Mr. Harrington died suddenly about this time—fell in the traces, exhausted with the labors and anxieties of his arduous life; and it was found to the surprise of most people, that his fortune was not the half of what it had been estimated. No doubt it had been greater at different times, but the variations of commercial affairs are known to all, and Mr. Harrington had had his ups and downs as well as others. It happened to be at one of these times of depression that he died, and the estate he left was scarcely more than a comfortable provision for his wife and son. Arthur was no longer looked upon as a young man of fortune; but then he had what he had at command, and that satisfied him for the present quite as well, and perhaps better, than fortune in perspective. It enabled him to do as he chose just then, and gave him the immediate consideration he wanted with a certain class of politicians. He attended public meetings, and spoke frequently, and took sides hotly and denounced men and measures that did not meet his views fiercely; and as he threw himself with ardor in the opposition party, and spent liberally, he was received with open arms and cheered heartily.

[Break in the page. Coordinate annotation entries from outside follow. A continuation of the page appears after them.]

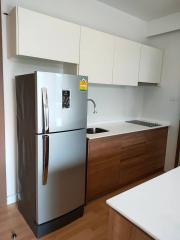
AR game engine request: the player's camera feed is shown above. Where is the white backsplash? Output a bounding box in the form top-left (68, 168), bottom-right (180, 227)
top-left (88, 84), bottom-right (143, 124)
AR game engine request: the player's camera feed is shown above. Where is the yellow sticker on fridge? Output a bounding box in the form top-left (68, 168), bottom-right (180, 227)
top-left (80, 78), bottom-right (88, 91)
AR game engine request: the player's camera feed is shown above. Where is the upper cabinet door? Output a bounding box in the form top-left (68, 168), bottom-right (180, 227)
top-left (10, 7), bottom-right (80, 64)
top-left (139, 45), bottom-right (163, 83)
top-left (79, 27), bottom-right (114, 84)
top-left (113, 37), bottom-right (141, 86)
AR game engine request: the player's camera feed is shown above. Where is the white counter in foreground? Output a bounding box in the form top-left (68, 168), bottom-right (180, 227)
top-left (87, 121), bottom-right (169, 139)
top-left (107, 167), bottom-right (180, 240)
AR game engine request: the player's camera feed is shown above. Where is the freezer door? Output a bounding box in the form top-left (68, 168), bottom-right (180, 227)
top-left (36, 129), bottom-right (86, 224)
top-left (36, 72), bottom-right (87, 133)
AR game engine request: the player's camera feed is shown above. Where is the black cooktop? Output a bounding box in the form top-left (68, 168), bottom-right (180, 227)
top-left (126, 120), bottom-right (161, 127)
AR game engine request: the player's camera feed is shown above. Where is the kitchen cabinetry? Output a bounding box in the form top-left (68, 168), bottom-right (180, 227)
top-left (113, 37), bottom-right (141, 86)
top-left (86, 127), bottom-right (168, 201)
top-left (8, 7), bottom-right (162, 86)
top-left (139, 45), bottom-right (163, 83)
top-left (79, 27), bottom-right (114, 84)
top-left (9, 7), bottom-right (80, 64)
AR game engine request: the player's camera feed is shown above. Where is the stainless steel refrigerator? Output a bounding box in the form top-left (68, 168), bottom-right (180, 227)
top-left (16, 72), bottom-right (87, 237)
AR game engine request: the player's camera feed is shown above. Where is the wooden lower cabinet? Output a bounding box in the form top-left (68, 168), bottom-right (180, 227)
top-left (86, 127), bottom-right (168, 201)
top-left (108, 208), bottom-right (153, 240)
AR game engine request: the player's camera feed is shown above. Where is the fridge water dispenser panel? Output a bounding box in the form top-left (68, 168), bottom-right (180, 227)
top-left (62, 90), bottom-right (70, 108)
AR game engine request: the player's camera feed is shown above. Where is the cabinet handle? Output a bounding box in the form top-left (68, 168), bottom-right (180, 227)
top-left (41, 88), bottom-right (49, 133)
top-left (42, 135), bottom-right (49, 185)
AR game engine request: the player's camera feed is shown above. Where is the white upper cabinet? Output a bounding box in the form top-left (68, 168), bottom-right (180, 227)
top-left (139, 45), bottom-right (163, 83)
top-left (79, 27), bottom-right (114, 84)
top-left (113, 37), bottom-right (141, 86)
top-left (9, 7), bottom-right (80, 64)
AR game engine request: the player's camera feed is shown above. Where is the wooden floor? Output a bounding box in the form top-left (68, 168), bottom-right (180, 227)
top-left (0, 174), bottom-right (162, 240)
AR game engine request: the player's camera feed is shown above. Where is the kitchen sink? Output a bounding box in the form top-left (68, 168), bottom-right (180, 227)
top-left (86, 128), bottom-right (108, 134)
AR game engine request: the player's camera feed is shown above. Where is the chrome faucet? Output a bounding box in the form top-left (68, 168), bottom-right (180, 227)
top-left (88, 98), bottom-right (97, 114)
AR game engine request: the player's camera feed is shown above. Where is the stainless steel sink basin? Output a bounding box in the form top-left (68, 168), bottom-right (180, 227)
top-left (86, 128), bottom-right (108, 134)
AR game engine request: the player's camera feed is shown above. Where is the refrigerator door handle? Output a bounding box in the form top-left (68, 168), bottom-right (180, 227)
top-left (42, 135), bottom-right (49, 185)
top-left (41, 88), bottom-right (49, 133)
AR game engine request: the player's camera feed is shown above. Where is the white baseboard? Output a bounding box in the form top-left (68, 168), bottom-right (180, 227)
top-left (7, 194), bottom-right (17, 205)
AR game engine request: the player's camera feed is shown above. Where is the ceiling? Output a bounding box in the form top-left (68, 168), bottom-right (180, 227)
top-left (98, 0), bottom-right (180, 21)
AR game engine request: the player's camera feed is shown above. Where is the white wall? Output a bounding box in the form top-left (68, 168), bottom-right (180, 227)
top-left (142, 31), bottom-right (180, 170)
top-left (2, 0), bottom-right (146, 203)
top-left (88, 84), bottom-right (143, 123)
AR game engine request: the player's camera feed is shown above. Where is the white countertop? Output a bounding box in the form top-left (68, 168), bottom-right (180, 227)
top-left (87, 119), bottom-right (169, 139)
top-left (107, 167), bottom-right (180, 240)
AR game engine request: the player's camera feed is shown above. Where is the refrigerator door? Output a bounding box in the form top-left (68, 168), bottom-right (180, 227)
top-left (36, 72), bottom-right (87, 134)
top-left (36, 129), bottom-right (86, 224)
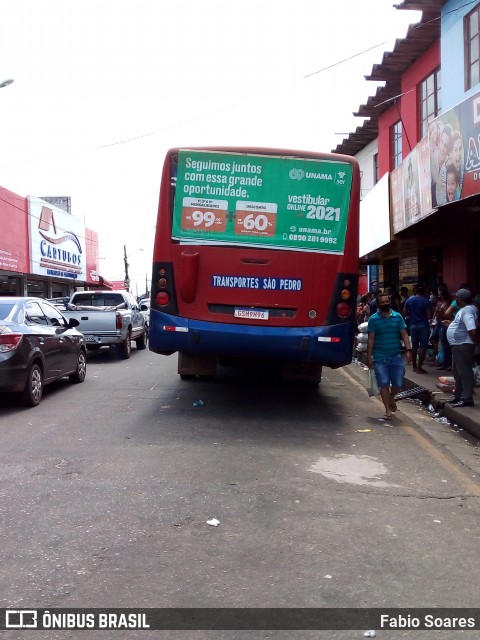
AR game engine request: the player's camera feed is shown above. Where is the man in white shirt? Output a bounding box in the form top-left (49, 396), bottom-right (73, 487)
top-left (447, 289), bottom-right (480, 408)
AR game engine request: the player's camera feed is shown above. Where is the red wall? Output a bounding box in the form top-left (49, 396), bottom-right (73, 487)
top-left (378, 40), bottom-right (440, 177)
top-left (0, 187), bottom-right (30, 273)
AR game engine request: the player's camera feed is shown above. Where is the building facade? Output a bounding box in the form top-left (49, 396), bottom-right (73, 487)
top-left (335, 0), bottom-right (480, 293)
top-left (0, 182), bottom-right (109, 298)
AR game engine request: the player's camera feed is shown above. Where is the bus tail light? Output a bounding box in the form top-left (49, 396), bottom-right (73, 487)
top-left (155, 291), bottom-right (170, 307)
top-left (327, 273), bottom-right (357, 324)
top-left (0, 333), bottom-right (23, 353)
top-left (337, 302), bottom-right (352, 318)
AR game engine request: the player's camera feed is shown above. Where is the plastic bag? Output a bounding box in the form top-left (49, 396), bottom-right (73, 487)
top-left (367, 369), bottom-right (380, 398)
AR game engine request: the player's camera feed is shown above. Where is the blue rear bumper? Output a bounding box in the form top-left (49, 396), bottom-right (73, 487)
top-left (149, 309), bottom-right (354, 366)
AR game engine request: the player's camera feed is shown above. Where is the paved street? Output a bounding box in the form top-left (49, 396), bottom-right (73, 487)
top-left (0, 349), bottom-right (480, 640)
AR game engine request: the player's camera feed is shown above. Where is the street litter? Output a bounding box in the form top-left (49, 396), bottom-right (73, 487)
top-left (395, 386), bottom-right (428, 400)
top-left (207, 518), bottom-right (220, 527)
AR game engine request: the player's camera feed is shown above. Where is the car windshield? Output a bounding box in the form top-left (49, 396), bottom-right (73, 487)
top-left (0, 302), bottom-right (16, 320)
top-left (73, 293), bottom-right (125, 307)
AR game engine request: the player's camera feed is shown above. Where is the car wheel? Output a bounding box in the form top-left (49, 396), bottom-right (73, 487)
top-left (119, 331), bottom-right (132, 360)
top-left (68, 351), bottom-right (87, 383)
top-left (135, 329), bottom-right (147, 349)
top-left (22, 364), bottom-right (43, 407)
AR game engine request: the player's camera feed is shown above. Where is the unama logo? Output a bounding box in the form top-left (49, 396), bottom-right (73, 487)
top-left (38, 206), bottom-right (82, 278)
top-left (288, 168), bottom-right (305, 180)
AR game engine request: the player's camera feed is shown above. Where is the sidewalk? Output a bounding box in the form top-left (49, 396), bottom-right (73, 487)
top-left (354, 351), bottom-right (480, 439)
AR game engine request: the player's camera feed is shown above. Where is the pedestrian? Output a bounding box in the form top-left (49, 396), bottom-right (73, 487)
top-left (447, 289), bottom-right (480, 408)
top-left (400, 287), bottom-right (410, 314)
top-left (404, 284), bottom-right (432, 373)
top-left (367, 293), bottom-right (412, 420)
top-left (436, 288), bottom-right (452, 371)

This was the excitement he had longed for. Henow felt that he had gained the open space he wanted, and his mother, flattered and delighted, spoke of him as one of the leaders of the party. There’s no telling the visions with which his brain now teemed; but as most dreamers, whether waking or sleeping, are the principal figures in their visions, so he himself always occupied the foreground in all his mental pictures. Meantime his nights were passed chiefly in clubs, and halls, and committee-rooms, where he condescended, in the hot conflict of political feeling, to companionship he would once have stood aloof from as from something quite contaminating. He made himself conspicuous at the next election, expecting to be taken up after that as one of the prominent men himself. But when the second term came round, Arthur saw his means well nigh exhausted, and he no nearer the goal than when he first started. His mortification and disappointment were extreme, when he found he had no chance for any nomination whatever, either for general, state, or even City Councils; for he would have been glad to run for any thing rather than not run at all. But they would not even take him up. In fact they found he was neither a useful nor a popular man. Talents and information of a commanding order may dispense with the minor morals of good manners; but Harrington’s conceit was not atoned for by any such qualifications; and arrogance that is not backed by decided talent and sound information meets with small favor from the community at large.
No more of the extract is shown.